Colloquium on June 7, 2010

Philip Kim
Columbia University

Relativistic quantum physics at the tip of your pencil: pseudo spins in graphene

Carbon based graphitic nanomaterials have been provided us opportunities to explore fundamental transport phenomena in low-energy condensed matter systems to reveal interesting analogy to the relativistic quantum mechanics. The unique electronic band structure of graphene lattice yields a linear energy dispersion relation where the Fermi velocity replaces the role of the speed of light and pseudo spin degree of freedom for the orbital wavefunction replaces the role of real spin in usual Dirac Fermion spectrum. In this presentation we will discuss experimental consequence of charged Dirac Fermion spectrum with pseudo spin structure in two representative low dimensional graphitic carbon systems: 1-dimensional carbon nanotubes and 2-dimensional graphene.

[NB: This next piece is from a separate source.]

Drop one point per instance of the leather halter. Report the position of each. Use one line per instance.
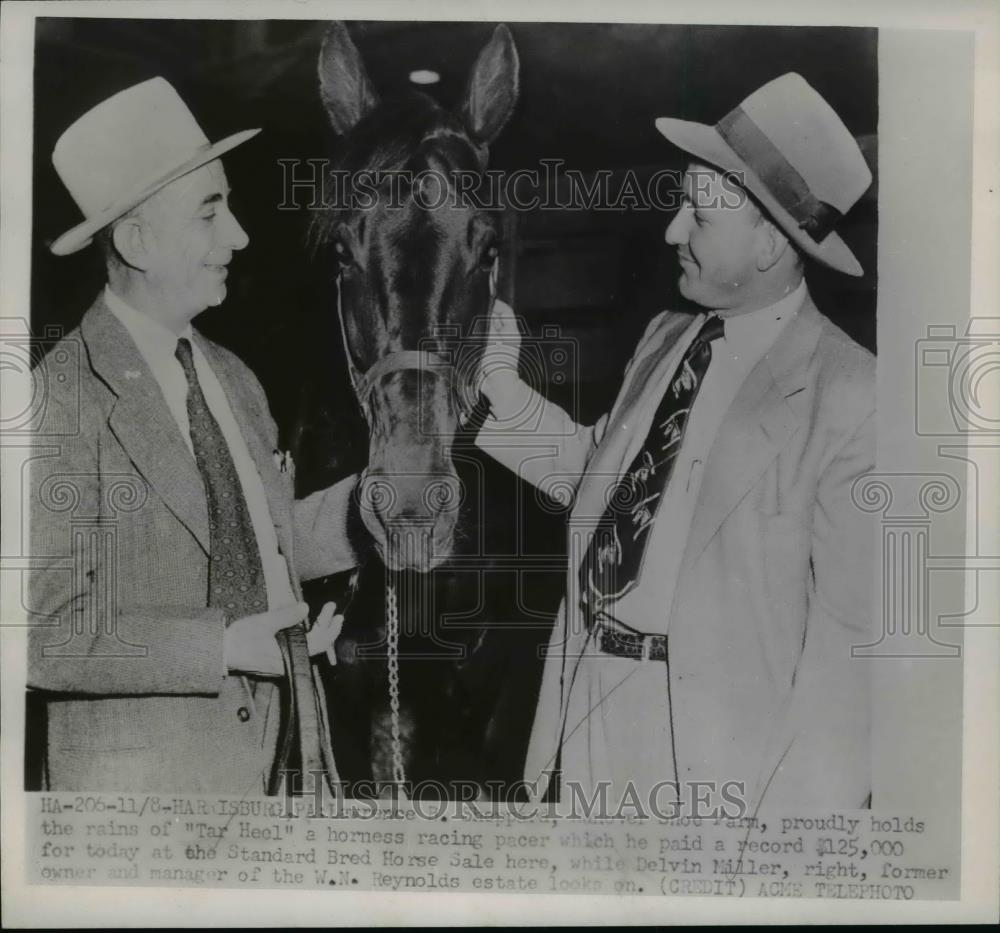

Combined with semiconductor device fabrication techniques and the development of new methods of nanoscaled material synthesis/manipulation enables us to investigate mesoscopic transport phenomena in these materials. The exotic quantum transport behavior discovered in these materials, such as ballistic charge transport, unusual half-integer quantum Hall effect, electron wave Fabry-Perot intereference all of which appear even at room temperature.